Tuesday, December 28, 2010

Tungsten Density Experiment

Tungsten beads are popular in fly tying circles, but they are subject to never ending discussions about their quality (or rather cost vs. quality ratio). The discussion usually ends up that the cheap beads are sure to be Chinese (with implication that nothing good ever came from China, with possible exceptions of paper currency, gunpowder, tonkin cane and cheap takeaway food).

By a fortunate coincidence I received a significant order for tungsten beadheaded flies and discovered very competetively priced beadheads on a Polish internet site (www.taimen.com) in a single week. This led to me obtaining enough beadheads to be able to measure their density directly.

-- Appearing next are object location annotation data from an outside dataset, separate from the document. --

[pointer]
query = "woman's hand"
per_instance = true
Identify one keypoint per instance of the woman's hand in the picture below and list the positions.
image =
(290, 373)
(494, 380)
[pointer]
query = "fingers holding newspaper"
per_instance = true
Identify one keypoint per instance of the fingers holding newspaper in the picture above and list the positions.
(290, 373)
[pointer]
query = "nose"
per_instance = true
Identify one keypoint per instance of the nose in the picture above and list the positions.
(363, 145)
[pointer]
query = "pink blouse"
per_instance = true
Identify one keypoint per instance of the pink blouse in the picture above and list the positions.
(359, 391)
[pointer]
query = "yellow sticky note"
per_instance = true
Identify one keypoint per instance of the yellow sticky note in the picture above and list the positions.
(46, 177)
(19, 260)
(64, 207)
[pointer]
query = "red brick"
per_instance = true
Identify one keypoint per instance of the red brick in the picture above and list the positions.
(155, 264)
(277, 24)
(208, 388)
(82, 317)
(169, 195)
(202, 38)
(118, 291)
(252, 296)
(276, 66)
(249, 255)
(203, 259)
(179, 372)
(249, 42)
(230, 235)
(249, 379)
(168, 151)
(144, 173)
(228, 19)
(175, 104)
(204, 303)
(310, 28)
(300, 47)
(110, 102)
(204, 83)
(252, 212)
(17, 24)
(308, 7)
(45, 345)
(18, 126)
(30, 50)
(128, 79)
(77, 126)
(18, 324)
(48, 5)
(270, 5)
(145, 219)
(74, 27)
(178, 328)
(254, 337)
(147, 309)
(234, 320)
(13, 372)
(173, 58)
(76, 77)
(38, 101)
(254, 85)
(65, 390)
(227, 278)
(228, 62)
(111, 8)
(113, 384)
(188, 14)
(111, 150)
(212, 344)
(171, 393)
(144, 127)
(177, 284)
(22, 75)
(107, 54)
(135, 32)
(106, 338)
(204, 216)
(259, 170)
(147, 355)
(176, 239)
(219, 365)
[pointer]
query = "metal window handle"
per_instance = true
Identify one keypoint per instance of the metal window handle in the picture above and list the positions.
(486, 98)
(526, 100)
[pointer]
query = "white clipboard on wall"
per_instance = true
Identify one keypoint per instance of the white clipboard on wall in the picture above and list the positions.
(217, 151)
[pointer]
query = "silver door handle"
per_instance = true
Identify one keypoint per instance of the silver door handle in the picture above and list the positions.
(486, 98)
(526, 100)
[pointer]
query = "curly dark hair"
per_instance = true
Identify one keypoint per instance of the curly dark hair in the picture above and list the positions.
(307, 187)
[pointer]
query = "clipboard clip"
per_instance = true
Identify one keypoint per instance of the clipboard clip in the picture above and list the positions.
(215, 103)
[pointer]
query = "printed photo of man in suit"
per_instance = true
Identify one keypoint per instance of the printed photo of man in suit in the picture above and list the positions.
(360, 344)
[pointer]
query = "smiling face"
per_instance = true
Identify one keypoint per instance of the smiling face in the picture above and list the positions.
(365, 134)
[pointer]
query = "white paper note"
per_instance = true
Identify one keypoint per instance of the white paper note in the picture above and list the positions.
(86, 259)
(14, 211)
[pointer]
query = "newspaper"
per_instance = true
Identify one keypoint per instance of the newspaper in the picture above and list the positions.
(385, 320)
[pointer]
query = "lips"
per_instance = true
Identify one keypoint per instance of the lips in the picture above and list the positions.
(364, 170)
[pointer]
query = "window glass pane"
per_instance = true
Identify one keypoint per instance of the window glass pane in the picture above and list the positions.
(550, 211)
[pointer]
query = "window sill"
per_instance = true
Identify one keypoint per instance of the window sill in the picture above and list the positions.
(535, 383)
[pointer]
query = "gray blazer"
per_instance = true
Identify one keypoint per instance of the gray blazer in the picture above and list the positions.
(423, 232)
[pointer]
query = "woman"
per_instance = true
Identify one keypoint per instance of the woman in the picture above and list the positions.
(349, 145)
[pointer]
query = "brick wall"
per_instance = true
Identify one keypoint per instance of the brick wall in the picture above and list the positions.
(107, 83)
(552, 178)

I used a method very similar to the one employed by Mr. Archimedes to determine the purity of a golden crown for Hiero II of Syracuse. I measured 10 ml water in a beaker and poured enough 3.3 mm beads for the water level to rise to 20 ml. It took 755 beads to acheive that.

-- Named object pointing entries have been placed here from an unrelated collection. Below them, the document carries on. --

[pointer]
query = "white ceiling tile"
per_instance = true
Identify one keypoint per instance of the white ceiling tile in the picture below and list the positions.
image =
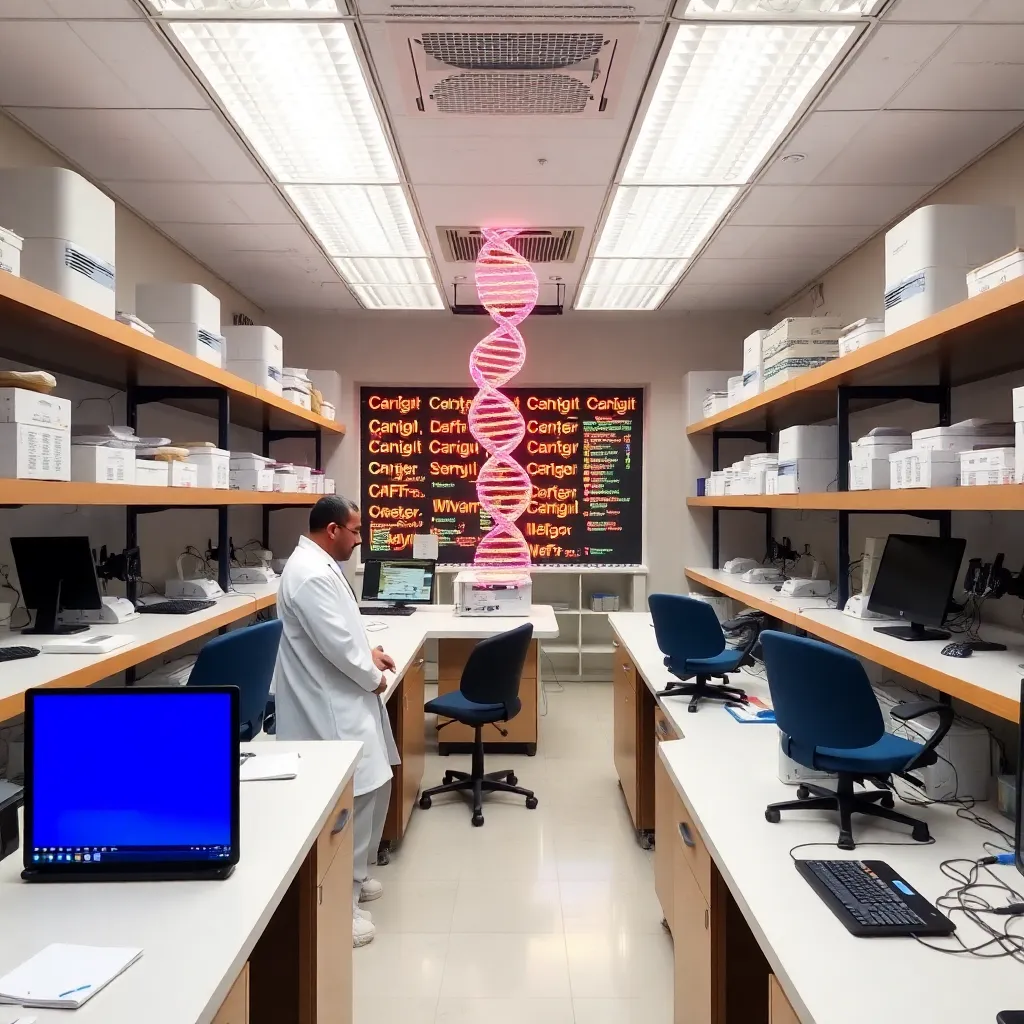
(867, 206)
(980, 69)
(144, 145)
(31, 53)
(1011, 11)
(69, 8)
(204, 204)
(821, 137)
(887, 61)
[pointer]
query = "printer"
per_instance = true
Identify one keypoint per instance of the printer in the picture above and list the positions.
(493, 592)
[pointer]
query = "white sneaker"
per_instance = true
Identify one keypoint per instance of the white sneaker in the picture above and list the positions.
(363, 932)
(371, 890)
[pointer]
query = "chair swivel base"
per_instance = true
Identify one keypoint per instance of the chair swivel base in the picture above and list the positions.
(704, 690)
(878, 803)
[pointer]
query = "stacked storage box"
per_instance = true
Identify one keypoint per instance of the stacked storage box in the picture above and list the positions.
(35, 435)
(799, 344)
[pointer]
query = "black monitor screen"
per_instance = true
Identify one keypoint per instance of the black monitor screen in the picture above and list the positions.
(916, 577)
(403, 581)
(102, 790)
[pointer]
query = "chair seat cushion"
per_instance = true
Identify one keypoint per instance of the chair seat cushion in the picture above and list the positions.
(890, 754)
(455, 706)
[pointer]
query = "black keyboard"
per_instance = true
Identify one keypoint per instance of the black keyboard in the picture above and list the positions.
(871, 899)
(16, 653)
(180, 606)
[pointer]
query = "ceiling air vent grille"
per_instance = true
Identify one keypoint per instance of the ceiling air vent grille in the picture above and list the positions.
(538, 245)
(512, 50)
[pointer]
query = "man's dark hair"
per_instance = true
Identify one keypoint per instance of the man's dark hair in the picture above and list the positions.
(331, 508)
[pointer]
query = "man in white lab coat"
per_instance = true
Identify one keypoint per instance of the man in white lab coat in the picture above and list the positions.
(328, 679)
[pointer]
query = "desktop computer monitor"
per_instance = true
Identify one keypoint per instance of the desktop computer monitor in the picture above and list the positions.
(399, 581)
(105, 796)
(914, 582)
(55, 572)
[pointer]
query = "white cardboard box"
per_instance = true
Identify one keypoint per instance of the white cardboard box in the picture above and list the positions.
(258, 371)
(250, 343)
(811, 441)
(806, 476)
(212, 466)
(182, 474)
(252, 479)
(871, 474)
(17, 404)
(92, 464)
(924, 468)
(151, 473)
(31, 453)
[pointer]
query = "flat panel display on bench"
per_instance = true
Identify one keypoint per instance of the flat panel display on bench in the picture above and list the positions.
(583, 450)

The second step was to let the beads dry and weight them. The 755 beads weighted 188.5 grams, i.e. the observed density of my beads was 18.85 gr/cm³.

The result came as a pleasant suprise, as the observed density was very close to the density of pure Tungsten (19.25 gr/cm³) and significantly above both Brass (around 9 gr/cm³, depending on alloy) and Lead (11.34 gr/cm³). Lower density than pure tungsten was to be expected due to technology used to make the beads and the fact that the beads are gold (i.e. brass) plated.

My conclusion therefore was that the Taimen beads are perfectly OK to use; to get better ballast I would have to resort to pure gold (density 19.30 gr/cm³) or platinum (density 21.41 gr/cm³), both of which are highly impractical for fishing use.

It also led me to think that some of the disparaging of cheap "Chinese" beads by fly shop proprietors might be due to other reasons than quality of the product.